The city moved for summary judgment on the basis of qualified immunity, but U.S. District Judge B. Lynn Winmill denied the motion last year, finding that the use of force was excessive and violated Riley’s Fourth Amendment rights.

Winmill noted in a 33-page ruling that Riley had made unspecific threats to kill, but the seriousness of those threats were undercut because her husband, Shane, was calmly standing beside her. And while verbally aggressive, Riley made no overt threats. Riley refused to drop the knife, but she was never warned that deadly force would be deployed, ruled Winmill, who added that officers could have used Tasers to subdue her.

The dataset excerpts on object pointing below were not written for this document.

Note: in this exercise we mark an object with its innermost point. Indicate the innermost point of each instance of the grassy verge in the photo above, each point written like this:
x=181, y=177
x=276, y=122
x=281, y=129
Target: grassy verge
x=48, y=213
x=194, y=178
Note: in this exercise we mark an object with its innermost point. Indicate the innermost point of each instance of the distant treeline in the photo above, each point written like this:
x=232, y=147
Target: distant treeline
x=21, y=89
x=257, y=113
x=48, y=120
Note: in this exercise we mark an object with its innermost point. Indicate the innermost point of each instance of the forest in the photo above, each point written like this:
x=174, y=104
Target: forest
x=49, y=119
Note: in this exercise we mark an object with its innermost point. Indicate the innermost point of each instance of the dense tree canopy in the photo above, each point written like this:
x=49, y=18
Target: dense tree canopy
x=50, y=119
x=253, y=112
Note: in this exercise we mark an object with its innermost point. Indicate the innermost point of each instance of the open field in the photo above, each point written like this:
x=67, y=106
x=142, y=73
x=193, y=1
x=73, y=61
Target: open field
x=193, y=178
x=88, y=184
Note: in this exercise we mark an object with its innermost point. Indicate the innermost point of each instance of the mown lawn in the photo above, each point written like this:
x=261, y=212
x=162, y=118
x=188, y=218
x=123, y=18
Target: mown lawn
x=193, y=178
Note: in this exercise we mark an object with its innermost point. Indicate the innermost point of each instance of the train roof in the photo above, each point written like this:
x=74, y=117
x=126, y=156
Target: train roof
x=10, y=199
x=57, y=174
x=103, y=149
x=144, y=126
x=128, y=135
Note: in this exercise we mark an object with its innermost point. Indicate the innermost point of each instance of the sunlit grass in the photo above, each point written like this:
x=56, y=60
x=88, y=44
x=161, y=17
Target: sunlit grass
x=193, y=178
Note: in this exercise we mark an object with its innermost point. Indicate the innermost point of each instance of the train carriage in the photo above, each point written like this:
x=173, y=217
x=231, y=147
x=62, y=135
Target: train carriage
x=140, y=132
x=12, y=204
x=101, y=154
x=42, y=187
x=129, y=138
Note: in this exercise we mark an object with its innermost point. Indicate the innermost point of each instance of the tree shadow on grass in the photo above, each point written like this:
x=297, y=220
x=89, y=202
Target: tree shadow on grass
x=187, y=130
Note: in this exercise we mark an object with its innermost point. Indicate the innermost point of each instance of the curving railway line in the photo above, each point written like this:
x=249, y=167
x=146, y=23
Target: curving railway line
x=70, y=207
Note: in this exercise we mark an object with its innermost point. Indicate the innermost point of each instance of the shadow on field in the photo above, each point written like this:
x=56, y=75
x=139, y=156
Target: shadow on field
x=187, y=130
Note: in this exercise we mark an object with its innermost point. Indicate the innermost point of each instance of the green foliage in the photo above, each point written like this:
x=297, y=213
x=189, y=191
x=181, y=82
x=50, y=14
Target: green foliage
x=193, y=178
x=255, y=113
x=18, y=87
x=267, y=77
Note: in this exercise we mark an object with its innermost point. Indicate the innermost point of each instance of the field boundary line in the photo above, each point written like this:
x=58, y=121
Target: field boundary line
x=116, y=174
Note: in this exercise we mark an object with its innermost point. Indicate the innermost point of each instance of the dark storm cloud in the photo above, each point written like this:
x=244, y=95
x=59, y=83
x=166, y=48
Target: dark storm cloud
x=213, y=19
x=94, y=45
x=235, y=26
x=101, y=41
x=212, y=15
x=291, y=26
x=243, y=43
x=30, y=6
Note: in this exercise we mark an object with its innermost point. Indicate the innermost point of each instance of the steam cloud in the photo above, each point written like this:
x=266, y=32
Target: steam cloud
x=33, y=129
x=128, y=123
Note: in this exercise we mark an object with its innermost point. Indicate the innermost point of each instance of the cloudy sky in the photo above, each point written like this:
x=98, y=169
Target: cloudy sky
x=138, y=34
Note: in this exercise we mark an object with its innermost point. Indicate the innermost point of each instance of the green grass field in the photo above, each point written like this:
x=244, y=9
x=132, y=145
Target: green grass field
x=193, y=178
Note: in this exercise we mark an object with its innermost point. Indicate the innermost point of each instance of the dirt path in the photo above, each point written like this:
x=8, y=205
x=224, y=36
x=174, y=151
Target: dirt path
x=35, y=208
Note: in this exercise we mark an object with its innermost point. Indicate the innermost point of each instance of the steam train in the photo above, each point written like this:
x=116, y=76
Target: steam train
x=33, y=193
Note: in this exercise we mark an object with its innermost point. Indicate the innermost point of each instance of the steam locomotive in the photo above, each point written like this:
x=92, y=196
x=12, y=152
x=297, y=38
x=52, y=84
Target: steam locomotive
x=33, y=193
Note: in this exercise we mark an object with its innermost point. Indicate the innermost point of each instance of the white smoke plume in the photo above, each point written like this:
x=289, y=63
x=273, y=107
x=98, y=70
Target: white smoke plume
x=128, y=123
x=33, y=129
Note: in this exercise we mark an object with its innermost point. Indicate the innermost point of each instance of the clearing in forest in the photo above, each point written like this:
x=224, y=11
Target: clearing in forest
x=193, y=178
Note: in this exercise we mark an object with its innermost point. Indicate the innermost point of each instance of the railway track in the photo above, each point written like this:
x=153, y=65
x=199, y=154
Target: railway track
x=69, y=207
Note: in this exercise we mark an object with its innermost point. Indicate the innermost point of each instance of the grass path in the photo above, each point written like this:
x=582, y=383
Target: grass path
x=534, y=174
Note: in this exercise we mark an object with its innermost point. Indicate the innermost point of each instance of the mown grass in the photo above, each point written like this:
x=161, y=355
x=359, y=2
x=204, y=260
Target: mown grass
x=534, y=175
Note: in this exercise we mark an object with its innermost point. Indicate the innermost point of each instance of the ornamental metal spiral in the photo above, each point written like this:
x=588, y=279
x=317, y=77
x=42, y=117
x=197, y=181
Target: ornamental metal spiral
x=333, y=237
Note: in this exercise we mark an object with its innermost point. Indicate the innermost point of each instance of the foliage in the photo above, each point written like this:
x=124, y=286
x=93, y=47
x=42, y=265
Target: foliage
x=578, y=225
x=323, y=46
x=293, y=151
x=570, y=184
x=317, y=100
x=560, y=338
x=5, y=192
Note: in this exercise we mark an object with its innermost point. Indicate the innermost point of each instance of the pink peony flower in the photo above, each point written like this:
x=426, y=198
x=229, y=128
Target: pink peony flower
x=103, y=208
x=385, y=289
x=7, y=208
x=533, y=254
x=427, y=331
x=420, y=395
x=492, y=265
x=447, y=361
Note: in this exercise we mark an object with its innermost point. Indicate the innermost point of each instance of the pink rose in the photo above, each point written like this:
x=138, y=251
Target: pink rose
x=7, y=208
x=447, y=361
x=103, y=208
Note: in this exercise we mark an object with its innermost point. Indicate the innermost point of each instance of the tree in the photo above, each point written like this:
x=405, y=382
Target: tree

“No reasonable officer could believe that Jeanetta’s verbal resistance justified the use of deadly force. And a jury could find that a reasonable officer would conclude that Jeanetta committed no crime,” Winmill ruled.

But the city forfeited its qualified immunity argument on appeal by failing to present the facts in a light most favorable to the plaintiffs, the 9th Circuit ruled.

“Both in their briefing and at oral argument, defendants merely dispute the circumstances attendant to Jeanetta’s encounter with the police and contend that she posed an immediate threat to the officers based on their version of the facts,” said the case panel, which consisted of circuit judges Kim McLane Wardlaw and John Owens, in addition to Senior U.S. District Judge Joan Lefkow.

The case panel said it had a narrow band of jurisdiction regarding pretrial appeals involving qualified immunity, but it could only be utilized if the appellant conceded the facts and sought judgment on the law.

“Addressing the defendants’ purely factual disputes with the district court’s qualified-immunity determination is beyond the limited scope of our appellate jurisdiction,” the court said in an five-page memorandum released on Wednesday.

The appellate court ruling does not bar the city from reviving qualified-immunity claims elsewhere in the litigation, which remains ongoing in U.S. District Court.